Tactic 3: Lie down. Right there in the middle of the stampede. Unless an elephant feels like you are a threat, it will likely not step on you.

Pro Tip: Don’t forget to hide your face when you are laying down so you are not perceived as a potential threat like a poacher or hunter that an elephant may have run into in the past.

Seriously, this one is basically my life. There have been so many times that I have had to lay down and feel like I was risking my life, to advocate against the odds for my child. Navigating through systems and agencies. Watching my child be out of my home for lengthy times to receive treatment and praying that it was the right thing for him. Racking up hours in the car taking him to appointments near and far; hoping that appointment will be the turning point. Debating on medications and will the benefits outweigh the potential side effects.

I’ve been laying in the stampede.
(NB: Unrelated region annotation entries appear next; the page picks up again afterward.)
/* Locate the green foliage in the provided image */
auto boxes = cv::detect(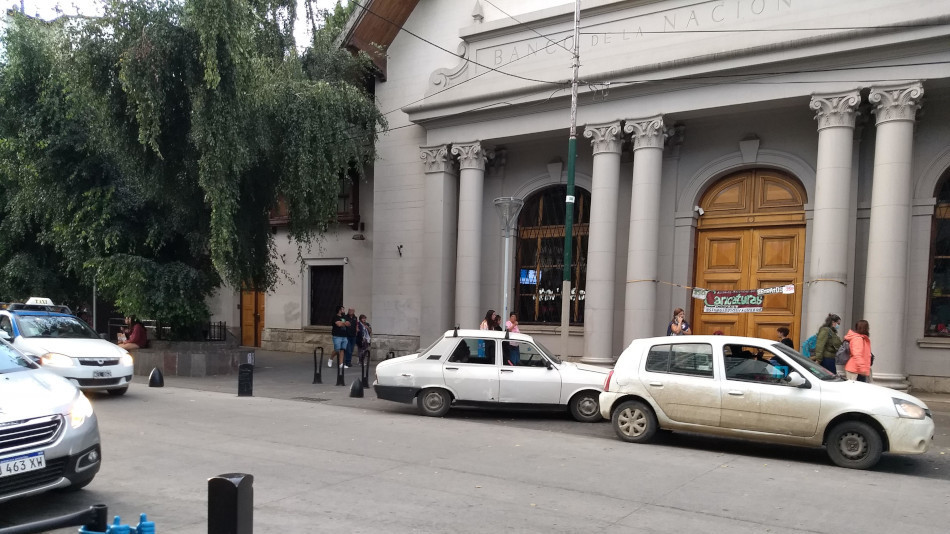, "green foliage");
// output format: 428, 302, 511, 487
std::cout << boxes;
0, 0, 385, 336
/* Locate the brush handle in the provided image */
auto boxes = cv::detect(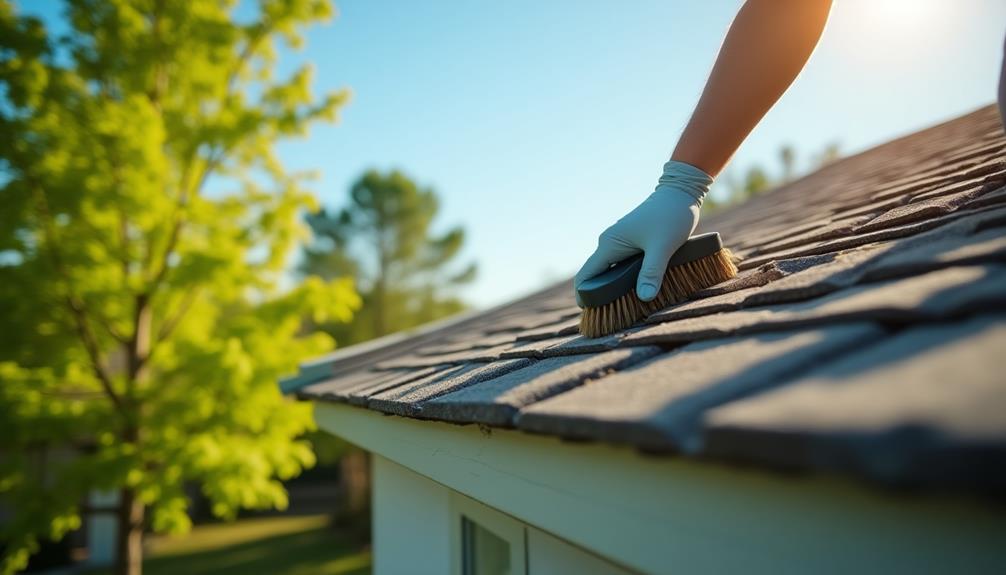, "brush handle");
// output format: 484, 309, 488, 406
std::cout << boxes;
576, 231, 723, 308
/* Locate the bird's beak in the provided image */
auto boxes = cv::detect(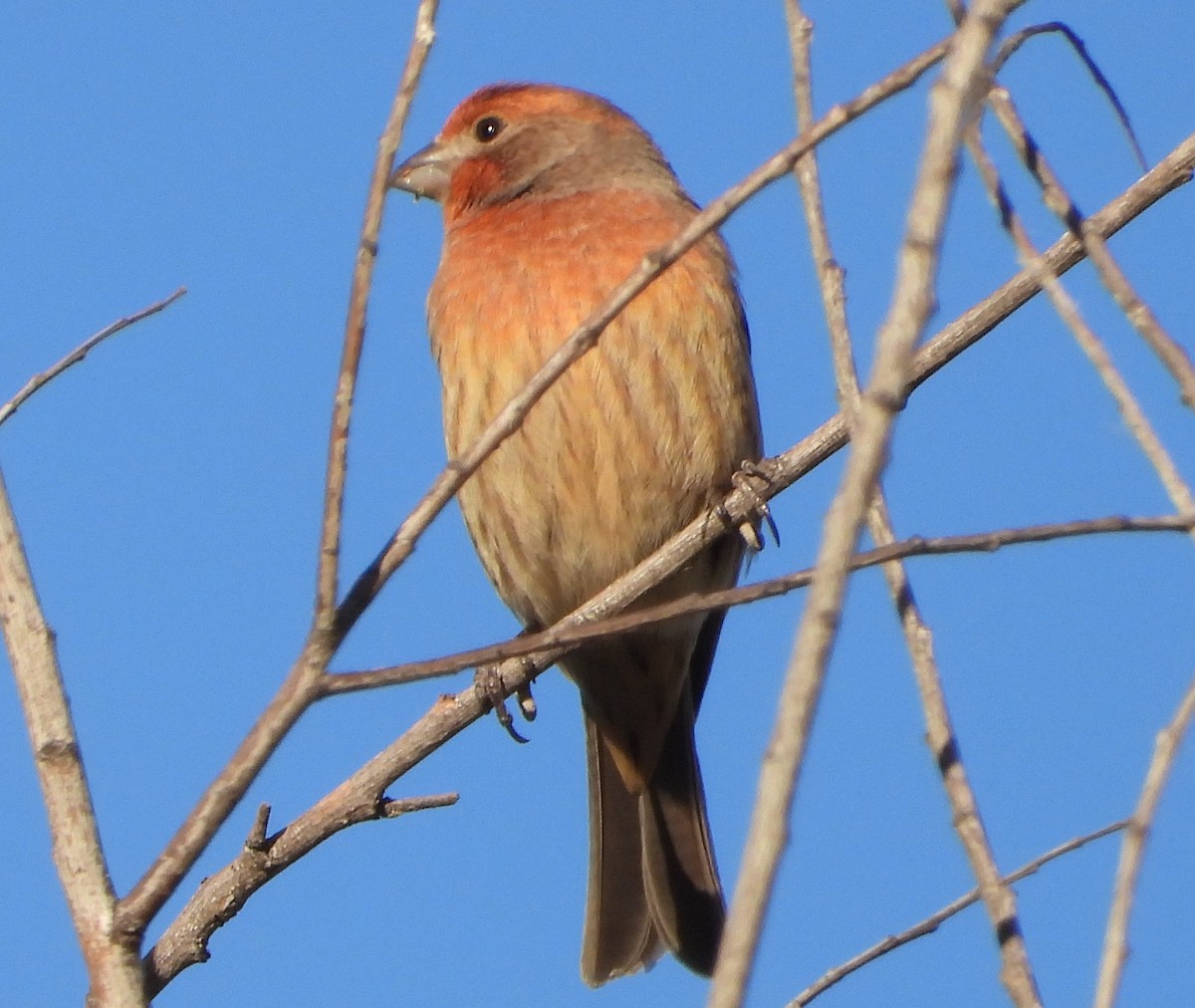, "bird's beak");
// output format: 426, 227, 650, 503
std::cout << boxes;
387, 142, 456, 202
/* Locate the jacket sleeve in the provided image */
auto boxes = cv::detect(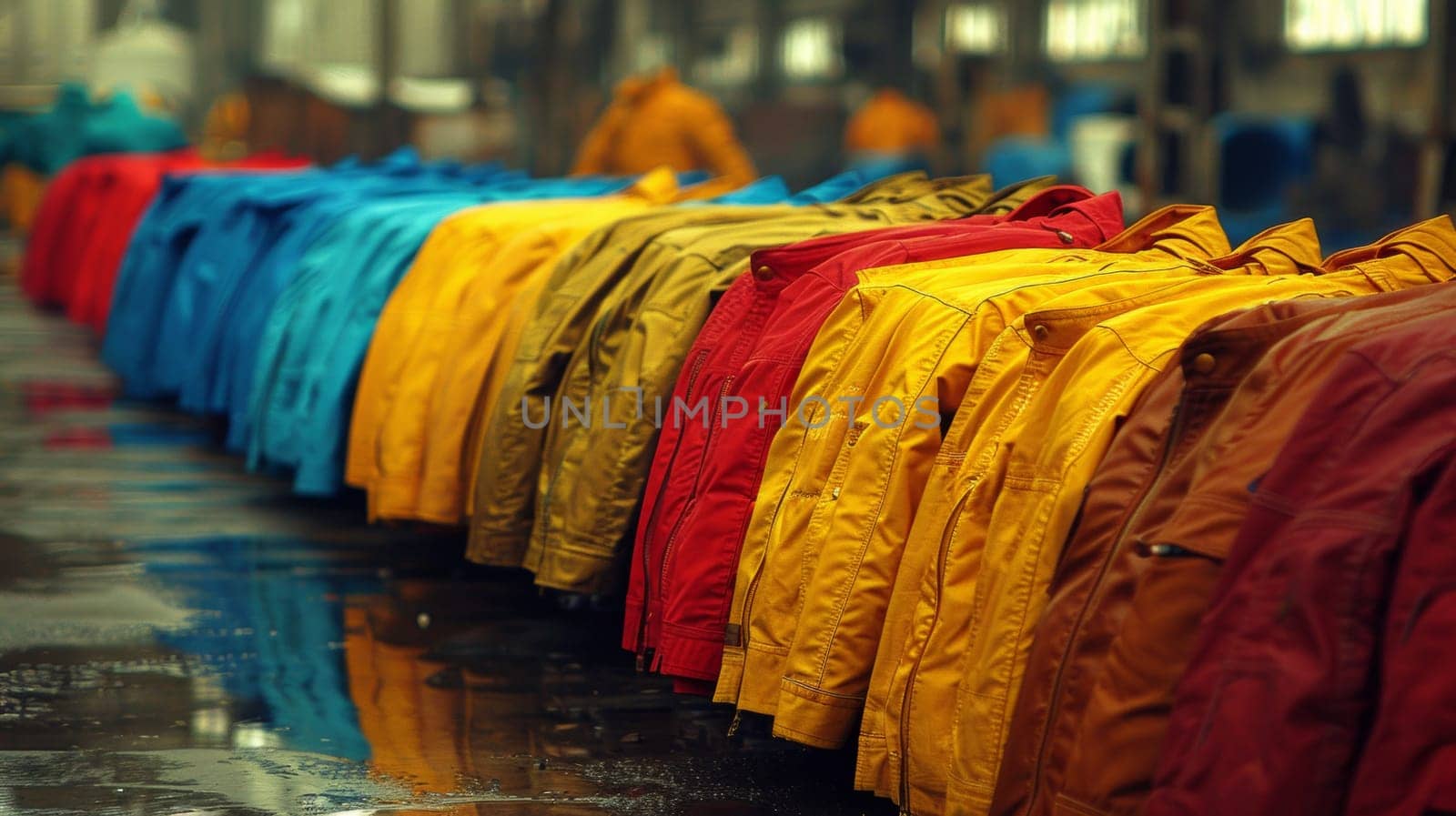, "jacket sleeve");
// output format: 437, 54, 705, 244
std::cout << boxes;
571, 105, 622, 176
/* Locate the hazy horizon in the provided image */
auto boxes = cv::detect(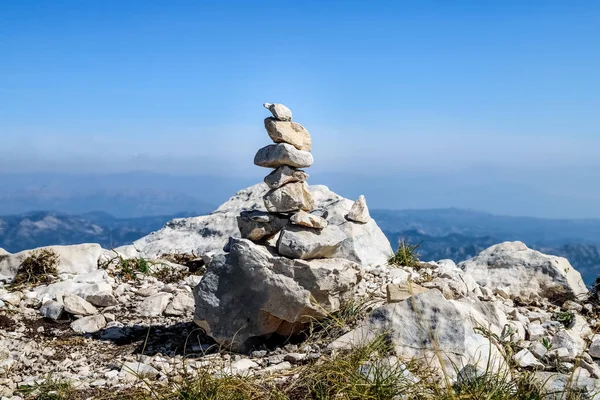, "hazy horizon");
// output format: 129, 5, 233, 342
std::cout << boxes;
0, 0, 600, 218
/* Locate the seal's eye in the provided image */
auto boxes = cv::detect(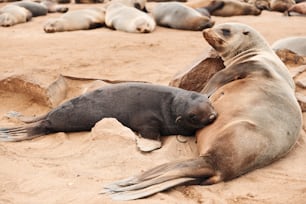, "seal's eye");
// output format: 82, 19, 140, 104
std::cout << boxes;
221, 28, 231, 36
188, 113, 198, 122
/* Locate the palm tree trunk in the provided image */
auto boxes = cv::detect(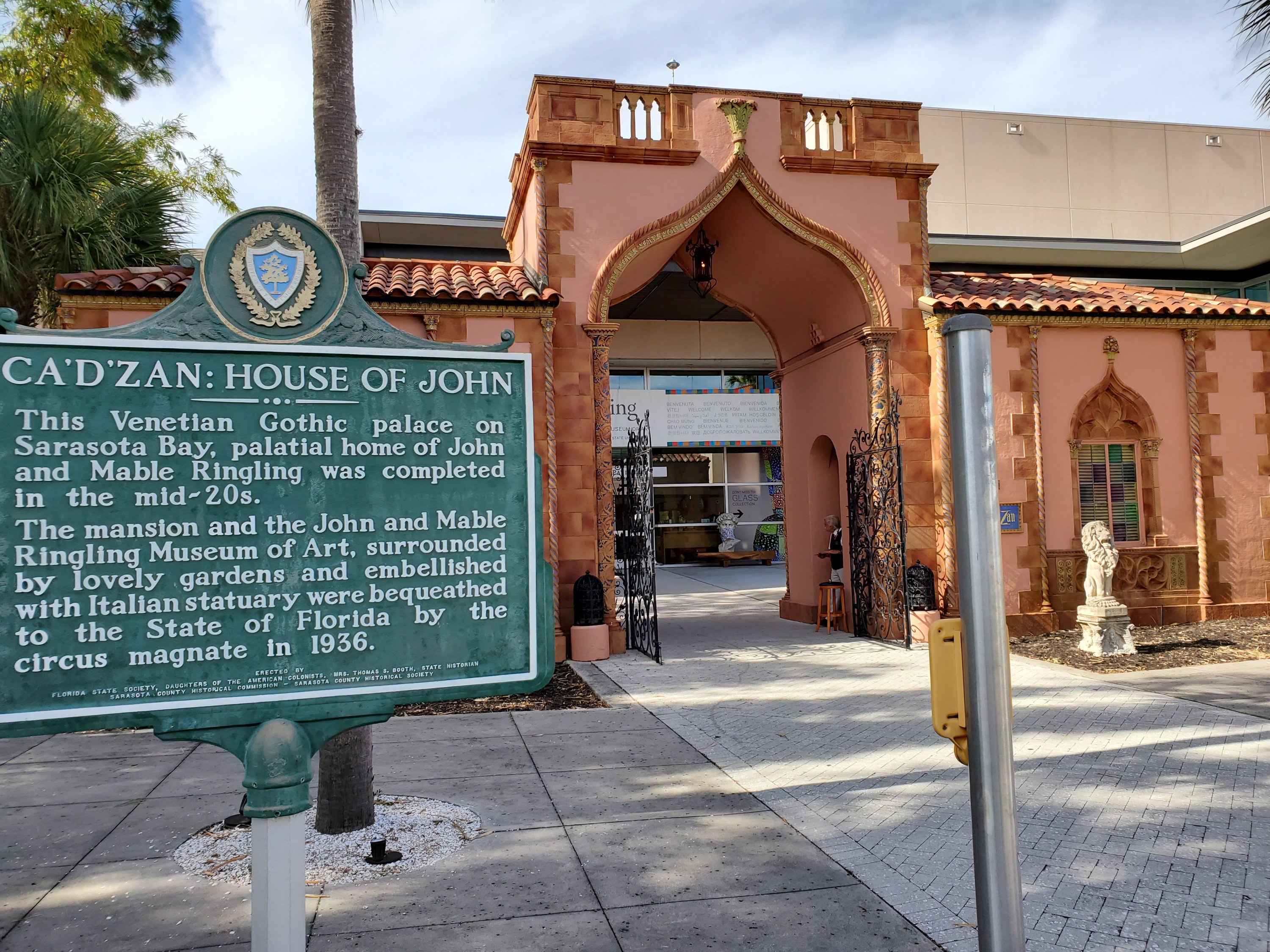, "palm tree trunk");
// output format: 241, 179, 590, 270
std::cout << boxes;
309, 0, 375, 833
309, 0, 362, 267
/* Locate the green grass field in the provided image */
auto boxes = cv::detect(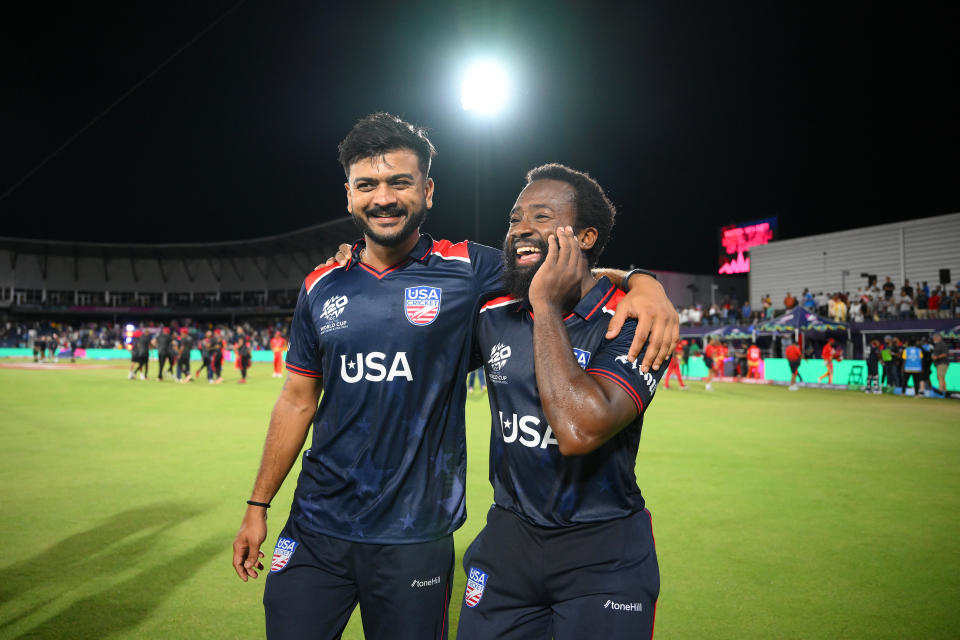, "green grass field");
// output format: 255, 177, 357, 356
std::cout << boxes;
0, 363, 960, 639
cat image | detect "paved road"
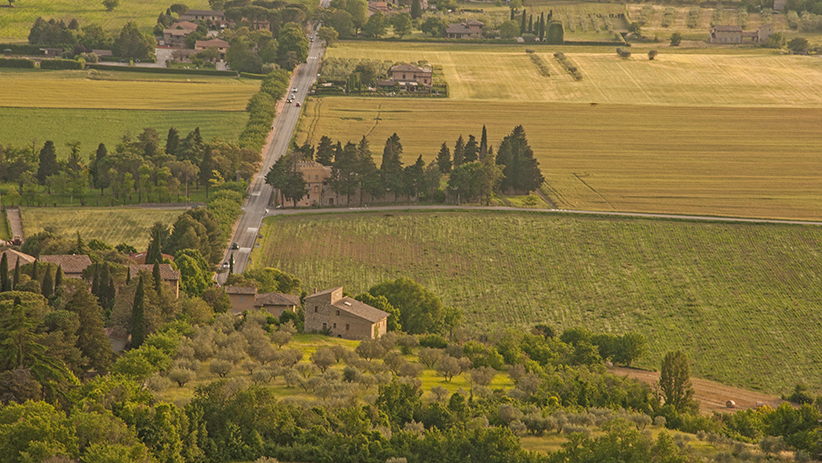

And with every new decision and new approach, I cover my face, thinking so many thoughts: “Please let this time be the last time.” “I can’t keep my eyes open anymore in this storm.” “God, make this work.”

I have also had times where covering my face in a stampede was because I knew I was the perceived threat. I know my ability to advocate can made providers upset or nervous. I am a warrior, after all.

Conversely, there have been times when I was so lost, sad and alone that I had to cover my face to cry quietly. I covered my face to grieve. I’ve covered my face to pray. I’ve covered my face to shut out the rest of the world.

I’ve survived so many stampedes. I’ve had to learn these tactics along the way. As families, we must support each other. Warn each other when a stampede is coming. Point out where the trees are, where people can take cover and help each other up after the stampede has barely missed stomping us out. We can and will survive this jungle.

From Disney's "The Jungle Book":

Bagheera: "This will take brains, not brawn."

Baloo: "You better believe it. And I'm loaded with both."

Kristi Glenn is Co-Founder of Pinnacle Partnerships and a professional with lived experience of raising her own child with emotional health needs. She has worked in government, community, and direct service to support family driven care and advocate for family voice at the highest levels.